Sungai Mati ('dead river' in Malay) is a small town in , Tangkak District, Johor, Malaysia.

Sungai Mati was named in such a way (dead river) is due to its nature of being an ox-bow lake. It formed or breakaway from main river of Muar River. The "breakaway" cause by a massive flood in early 1900s (not traceable). Before the breakaway Sungai Mati was on the Muar river bank (northern bank) and was a river port.

Before the breakaway Sungai Mati was named 'li hong kang' 利丰港. It means a prosperous port. Until now, the Chinese community still using the same name, which carries both extreme meaning.
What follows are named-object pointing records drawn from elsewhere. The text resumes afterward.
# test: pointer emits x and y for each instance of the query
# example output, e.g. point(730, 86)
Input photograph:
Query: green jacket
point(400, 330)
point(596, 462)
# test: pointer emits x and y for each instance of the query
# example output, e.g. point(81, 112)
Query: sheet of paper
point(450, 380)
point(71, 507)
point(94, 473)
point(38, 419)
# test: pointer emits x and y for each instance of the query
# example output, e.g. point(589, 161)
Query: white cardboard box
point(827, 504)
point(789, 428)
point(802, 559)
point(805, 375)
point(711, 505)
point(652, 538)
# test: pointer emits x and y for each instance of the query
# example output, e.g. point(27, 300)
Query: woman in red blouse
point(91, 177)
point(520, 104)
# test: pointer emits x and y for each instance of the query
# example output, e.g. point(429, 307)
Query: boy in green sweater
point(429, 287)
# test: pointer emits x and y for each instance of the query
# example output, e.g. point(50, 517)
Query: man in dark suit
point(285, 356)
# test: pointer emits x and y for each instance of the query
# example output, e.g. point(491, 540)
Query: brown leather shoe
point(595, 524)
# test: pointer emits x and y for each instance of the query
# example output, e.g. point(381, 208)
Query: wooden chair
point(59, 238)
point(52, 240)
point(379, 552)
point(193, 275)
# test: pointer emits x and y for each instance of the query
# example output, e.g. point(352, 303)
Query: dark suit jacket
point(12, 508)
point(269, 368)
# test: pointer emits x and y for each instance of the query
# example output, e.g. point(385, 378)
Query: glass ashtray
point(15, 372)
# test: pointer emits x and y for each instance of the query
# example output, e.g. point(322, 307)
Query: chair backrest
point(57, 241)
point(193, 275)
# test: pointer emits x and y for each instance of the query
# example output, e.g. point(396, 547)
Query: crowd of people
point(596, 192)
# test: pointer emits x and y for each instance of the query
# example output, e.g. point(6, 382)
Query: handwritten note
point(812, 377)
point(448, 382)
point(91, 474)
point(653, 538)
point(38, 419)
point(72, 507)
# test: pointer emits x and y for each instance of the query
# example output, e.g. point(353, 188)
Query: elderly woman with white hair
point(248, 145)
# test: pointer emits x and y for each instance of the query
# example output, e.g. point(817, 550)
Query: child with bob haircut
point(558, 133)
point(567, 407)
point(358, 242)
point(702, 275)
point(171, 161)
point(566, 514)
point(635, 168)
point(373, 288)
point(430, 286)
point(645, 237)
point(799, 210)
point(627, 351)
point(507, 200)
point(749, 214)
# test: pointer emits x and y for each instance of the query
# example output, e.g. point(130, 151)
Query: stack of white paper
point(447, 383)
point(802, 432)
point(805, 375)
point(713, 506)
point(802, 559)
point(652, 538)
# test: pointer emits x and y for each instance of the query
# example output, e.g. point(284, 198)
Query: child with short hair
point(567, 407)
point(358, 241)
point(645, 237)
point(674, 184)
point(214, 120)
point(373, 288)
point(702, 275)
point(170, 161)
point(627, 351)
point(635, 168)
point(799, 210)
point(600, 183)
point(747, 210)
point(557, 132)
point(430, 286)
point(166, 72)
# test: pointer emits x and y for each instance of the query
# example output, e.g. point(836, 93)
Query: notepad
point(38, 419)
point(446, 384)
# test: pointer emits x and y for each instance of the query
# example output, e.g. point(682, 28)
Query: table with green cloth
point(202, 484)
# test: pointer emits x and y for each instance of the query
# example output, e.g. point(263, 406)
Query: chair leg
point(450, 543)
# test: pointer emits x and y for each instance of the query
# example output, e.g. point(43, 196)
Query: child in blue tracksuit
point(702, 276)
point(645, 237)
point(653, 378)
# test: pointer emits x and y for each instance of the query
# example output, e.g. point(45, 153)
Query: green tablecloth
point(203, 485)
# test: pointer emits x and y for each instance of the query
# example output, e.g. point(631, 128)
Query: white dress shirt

In fact it was an inland/river port. Muar River and Pahang River in combination was a very important east-west crossing route for traditional river transport. The route called "Laluan Penarikan", which is documented and available in Malaysia secondary history text. The piece of land surrounded by the ex-bow lake and Muar River in combination is called Pulau Penarik.

In early 1970s, there were some remaining traces of the river port. There was landing of jetty at the end of Jalan Raja, the current location of bridge linking Sungai Mati and Pulau Penarik. On the current badminton and tennis court on the left of Jalan Raja, diagonally opposite incumbent Johor Menteri Besar resident, were old warehouses.

Notable residents
 Tan Sri Abdul Ghani Othman, the 14th Menteri Besar of Johor.